Doch noch ein Neuzugang beim MTV Vorsfelde – Auftakt in Beckdorf rückt näher

Kurz vor dem Start in die neue Regionalliga-Saison hat der MTV Vorsfelde noch einmal auf dem Transfermarkt zugeschlagen: Norweger Snorre Grading hat sich den Razorbacks angeschlossen. Der 31-Jährige Rückraumspieler lief zuletzt noch für Vålerenga Håndball auf und bringt einiges an Erfahrung aus den norwegischen Handballligen mit. Durch den Transfer seiner Freundin zu den Bundesliga-Fußballerinnen des VfL Wolfsburg, zieht es auch Grading für mindestens zwei Jahre in die VW-Stadt.

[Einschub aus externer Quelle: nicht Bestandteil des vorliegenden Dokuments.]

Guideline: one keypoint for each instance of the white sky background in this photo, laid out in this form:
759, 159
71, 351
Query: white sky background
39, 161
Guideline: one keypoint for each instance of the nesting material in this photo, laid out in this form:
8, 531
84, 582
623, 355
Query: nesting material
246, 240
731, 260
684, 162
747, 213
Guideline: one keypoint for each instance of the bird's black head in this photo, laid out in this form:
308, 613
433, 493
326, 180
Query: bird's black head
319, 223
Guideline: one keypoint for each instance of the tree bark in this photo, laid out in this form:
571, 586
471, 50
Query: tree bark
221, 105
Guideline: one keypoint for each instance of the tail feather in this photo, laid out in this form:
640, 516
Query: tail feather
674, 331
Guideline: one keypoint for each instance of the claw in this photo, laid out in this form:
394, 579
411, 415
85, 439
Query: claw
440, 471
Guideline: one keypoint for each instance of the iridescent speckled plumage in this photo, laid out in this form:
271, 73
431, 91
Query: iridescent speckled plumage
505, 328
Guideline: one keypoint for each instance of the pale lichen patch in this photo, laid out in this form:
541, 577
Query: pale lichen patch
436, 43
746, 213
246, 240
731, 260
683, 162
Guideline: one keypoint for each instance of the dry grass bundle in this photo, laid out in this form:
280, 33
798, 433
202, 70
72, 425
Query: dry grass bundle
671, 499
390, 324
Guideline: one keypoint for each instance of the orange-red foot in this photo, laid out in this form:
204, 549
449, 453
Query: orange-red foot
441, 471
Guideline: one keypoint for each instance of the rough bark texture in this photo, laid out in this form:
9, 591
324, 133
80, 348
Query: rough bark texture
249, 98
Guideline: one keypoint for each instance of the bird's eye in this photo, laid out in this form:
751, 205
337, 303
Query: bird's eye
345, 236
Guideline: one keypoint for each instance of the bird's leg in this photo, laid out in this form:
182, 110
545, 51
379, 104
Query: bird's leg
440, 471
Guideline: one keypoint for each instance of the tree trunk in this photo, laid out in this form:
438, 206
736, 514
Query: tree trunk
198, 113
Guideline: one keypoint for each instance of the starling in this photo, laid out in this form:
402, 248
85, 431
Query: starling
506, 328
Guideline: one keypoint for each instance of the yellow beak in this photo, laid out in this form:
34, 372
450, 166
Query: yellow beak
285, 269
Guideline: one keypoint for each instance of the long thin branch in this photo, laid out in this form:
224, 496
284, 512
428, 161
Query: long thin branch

„Das ist natürlich ein glücklicher Umstand, dass wir uns so kurz vor Saisonstart unverhofft nochmal verstärken können“, sagt Teammanager André Frerichs. „Er bringt vorallem Größe und Stabilität in den Innenblock und der junge Kader kann von seiner Routine profitieren. Wir haben noch mehr Tiefe im Team und damit zusätzliche Variationsmöglichkeiten. Mit seiner offenen, sympathischen Art hat er sich schon gleich beim ersten Training sehr positiv eingefügt.“

Die Verpflichtung kommt genau zum richtigen Zeitpunkt, denn nächste Woche Samstag, am 6. September, startet Vorsfelde auswärts beim SV Beckdorf in die Saison. Hinter der Mannschaft liegt eine intensive Vorbereitung und in den zahlreichen Testspielen blitzte das große Potenzial des Teams immer wieder auf – starke Phasen, in denen das Spiel schnell, druckvoll und variabel lief. Doch über die volle Distanz gelang es bislang noch nicht, diese Leistung abzurufen.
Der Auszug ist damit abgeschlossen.